Most of us understand that until our prison-industrial complex is, at the very least, replaced with a rehabilitative model—like Norway’s—the best we can hope for is to have the occasional decent person working here.
A handful of guards were fired following Biendl’s death. Some for failing to note that she hadn’t come over the radio to report her area secure. Others for allowing Scherf to walk back to the chapel after hours. Though Biendl’s coworkers were more responsible for her death than any prisoner other than Scherf himself, all were rehired—with backpay. Meanwhile, the incarcerated felt the hands of their captors tighten around their necks under the guise of enhancing security.
The night Biendl was killed, a hulking guard burst into one of the living units yelling, “You’re all lucky you’re locked down right now, or I’d kill one of you motherfuckers myself!” He was answered by pleas from countless prisoners to be left alone with Scherf themselves. They were angry, too. And none of them had anything to do with Biendl’s murder.

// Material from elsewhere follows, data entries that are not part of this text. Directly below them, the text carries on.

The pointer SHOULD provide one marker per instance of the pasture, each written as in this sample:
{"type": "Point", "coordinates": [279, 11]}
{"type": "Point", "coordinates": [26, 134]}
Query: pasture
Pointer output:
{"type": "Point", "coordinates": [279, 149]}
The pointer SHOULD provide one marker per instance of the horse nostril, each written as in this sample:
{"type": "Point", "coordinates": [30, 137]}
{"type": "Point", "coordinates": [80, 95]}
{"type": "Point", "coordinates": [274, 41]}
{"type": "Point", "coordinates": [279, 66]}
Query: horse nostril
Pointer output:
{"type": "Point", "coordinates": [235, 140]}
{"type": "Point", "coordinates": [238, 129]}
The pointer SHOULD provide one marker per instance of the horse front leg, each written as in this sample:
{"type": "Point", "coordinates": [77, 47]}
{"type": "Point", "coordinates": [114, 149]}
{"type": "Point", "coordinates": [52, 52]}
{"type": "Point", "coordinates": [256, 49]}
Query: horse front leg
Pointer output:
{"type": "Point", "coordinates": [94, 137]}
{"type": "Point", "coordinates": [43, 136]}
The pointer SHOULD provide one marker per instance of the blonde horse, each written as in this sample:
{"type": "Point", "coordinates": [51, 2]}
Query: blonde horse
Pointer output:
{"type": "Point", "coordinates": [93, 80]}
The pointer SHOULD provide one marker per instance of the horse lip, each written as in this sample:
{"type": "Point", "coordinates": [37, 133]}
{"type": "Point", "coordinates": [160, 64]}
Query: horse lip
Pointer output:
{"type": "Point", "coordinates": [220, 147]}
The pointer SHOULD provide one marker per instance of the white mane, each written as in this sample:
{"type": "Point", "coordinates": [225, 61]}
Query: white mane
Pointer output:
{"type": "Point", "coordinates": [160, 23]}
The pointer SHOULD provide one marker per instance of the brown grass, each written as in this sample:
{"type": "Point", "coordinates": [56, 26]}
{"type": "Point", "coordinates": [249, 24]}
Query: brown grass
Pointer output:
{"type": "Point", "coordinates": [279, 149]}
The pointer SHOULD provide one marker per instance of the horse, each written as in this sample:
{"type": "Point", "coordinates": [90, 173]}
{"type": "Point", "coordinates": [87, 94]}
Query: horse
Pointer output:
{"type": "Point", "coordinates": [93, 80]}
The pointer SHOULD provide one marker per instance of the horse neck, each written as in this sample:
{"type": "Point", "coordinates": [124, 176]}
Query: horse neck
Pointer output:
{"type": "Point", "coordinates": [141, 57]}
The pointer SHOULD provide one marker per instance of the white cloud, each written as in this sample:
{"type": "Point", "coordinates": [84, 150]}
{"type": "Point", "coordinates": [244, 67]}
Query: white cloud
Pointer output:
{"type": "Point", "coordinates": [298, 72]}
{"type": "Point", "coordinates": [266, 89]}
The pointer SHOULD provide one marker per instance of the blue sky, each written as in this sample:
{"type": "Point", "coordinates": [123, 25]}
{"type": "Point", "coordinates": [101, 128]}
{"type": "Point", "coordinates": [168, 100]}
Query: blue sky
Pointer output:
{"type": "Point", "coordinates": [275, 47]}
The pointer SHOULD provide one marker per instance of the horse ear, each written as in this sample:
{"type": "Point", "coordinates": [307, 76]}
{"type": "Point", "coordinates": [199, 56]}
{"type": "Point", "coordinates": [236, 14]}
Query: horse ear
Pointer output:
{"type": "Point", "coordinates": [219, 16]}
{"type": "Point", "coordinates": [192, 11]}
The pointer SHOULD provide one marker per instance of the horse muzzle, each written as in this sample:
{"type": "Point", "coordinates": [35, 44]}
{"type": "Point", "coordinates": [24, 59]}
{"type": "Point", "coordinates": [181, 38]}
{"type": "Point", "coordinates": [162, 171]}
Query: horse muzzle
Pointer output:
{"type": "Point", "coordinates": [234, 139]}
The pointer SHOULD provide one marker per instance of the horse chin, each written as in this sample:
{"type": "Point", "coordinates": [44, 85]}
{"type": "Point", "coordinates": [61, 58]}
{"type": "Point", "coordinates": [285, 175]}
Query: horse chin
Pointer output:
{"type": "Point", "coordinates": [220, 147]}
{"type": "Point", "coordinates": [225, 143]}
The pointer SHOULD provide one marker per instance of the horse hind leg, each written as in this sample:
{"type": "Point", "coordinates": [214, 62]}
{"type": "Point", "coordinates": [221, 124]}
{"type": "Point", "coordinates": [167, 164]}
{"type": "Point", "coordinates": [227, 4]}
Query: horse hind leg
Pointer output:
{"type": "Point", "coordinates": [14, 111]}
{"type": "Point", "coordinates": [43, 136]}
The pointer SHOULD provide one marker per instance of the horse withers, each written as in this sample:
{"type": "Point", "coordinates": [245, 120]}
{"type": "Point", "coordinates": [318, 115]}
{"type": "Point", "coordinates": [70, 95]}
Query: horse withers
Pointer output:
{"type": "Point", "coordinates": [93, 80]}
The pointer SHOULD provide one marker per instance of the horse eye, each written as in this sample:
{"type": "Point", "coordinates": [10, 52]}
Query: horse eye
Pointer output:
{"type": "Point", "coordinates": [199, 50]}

MCC’s entire incarcerated population spent most of the next three months locked in our six-by-nine-cells, unable to let our loved ones know we were alright. We were deprived of regular access to basic amenities such as toilet paper, razors or clean clothes.
MCC houses medium- and minimum-security prisoners who have earned the right to be here through “good behavior.” But in reality, our movements are micromanaged, making it very difficult to prepare for reintegration into society. Since Biendl’s death, guards like her have become so rare they’re almost nonexistent. Staff have increased their spitefulness toward us, and most aren’t shy about why: It’s because one of them was murdered by a prisoner.

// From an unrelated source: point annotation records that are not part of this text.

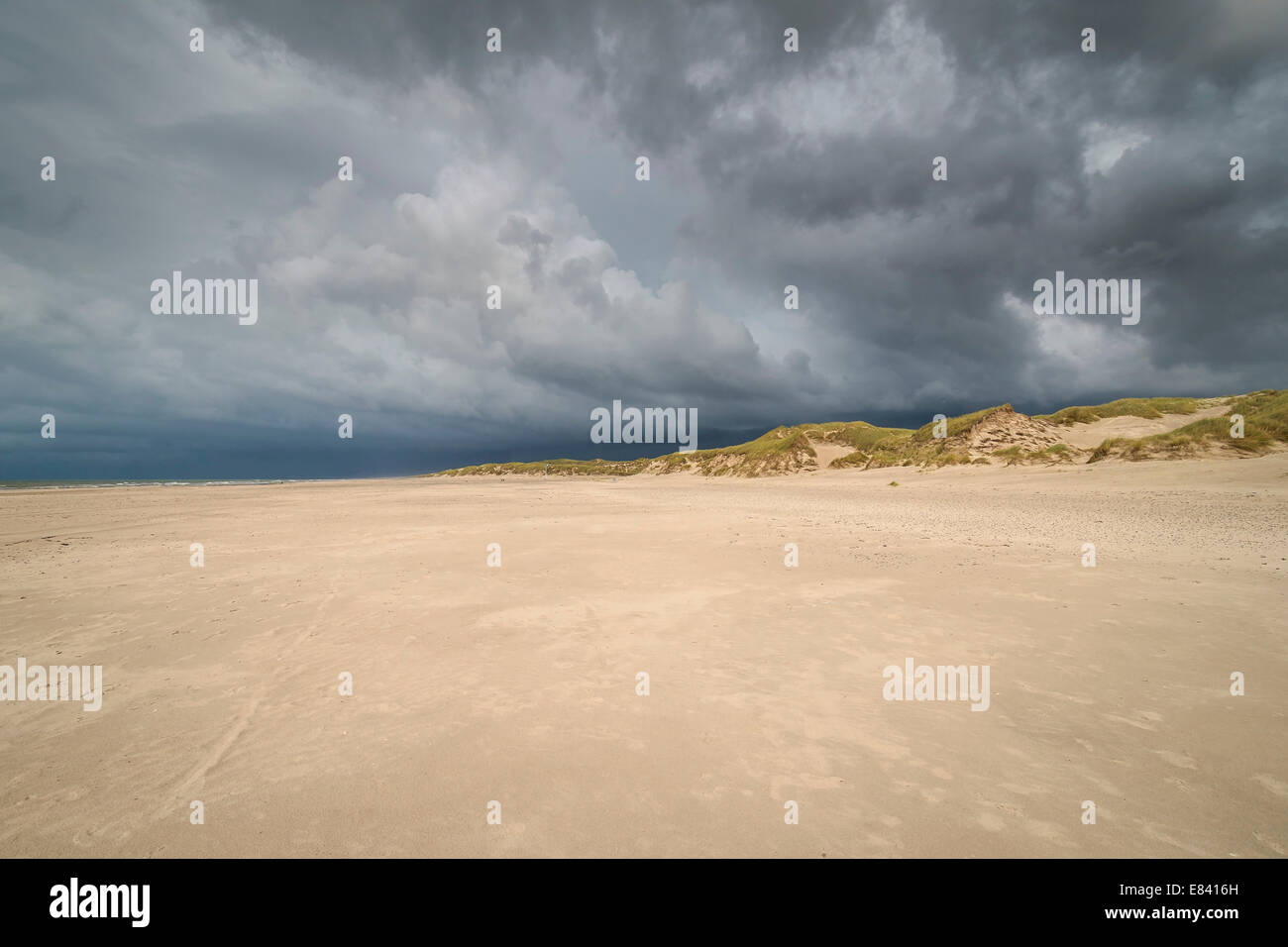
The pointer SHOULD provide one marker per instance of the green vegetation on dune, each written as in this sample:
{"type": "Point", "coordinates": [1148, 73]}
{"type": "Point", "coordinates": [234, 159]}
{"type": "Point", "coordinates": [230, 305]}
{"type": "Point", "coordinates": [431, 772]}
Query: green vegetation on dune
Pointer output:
{"type": "Point", "coordinates": [1265, 418]}
{"type": "Point", "coordinates": [790, 449]}
{"type": "Point", "coordinates": [1133, 407]}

The numbers don’t lie: Prison staff pose a much greater threat to the incarcerated than we do to them.
In addition to the annual ceremony, murals have been erected and T-shirts printed in Biendl’s memory. This is understandable. But consider that prisoners here die at the hands of the DOC not once in a century, but all the time. As far as I know, the flag on MCC’s grounds has never even been lowered to half-mast in remembrance of one of them.
Like Sidney Potts, and the countless others here forcefully exposed to COVID.Or Richard Mejia, who died from sepsis after prison administrators refused to take him to an outside hospital. Or the three prisoners who died under the negligence of MCC’s former medical director. The numbers don’t lie: Prison staff pose a much greater threat to the incarcerated than we do to them. Moreover, we’re the ones locked in with the Scherfs of the world, many of us sharing cells with them every night.
MCC will likely be empty by the end of this year, leaving it little more than a century-old memorial to the medieval style of incarceration of which some factions of society can’t seem to let go. Biendl’s murals will remain in the darkened building with nobody to look at them, save the ghosts of those who were marched into the confines of the 30-foot brick walls, knowing they would someday die here. Her memory will live on in the hearts of the friends, family and coworkers who loved her, and of the prisoners who appreciated her. We can only hope that the hatred ushered in by her death stays behind.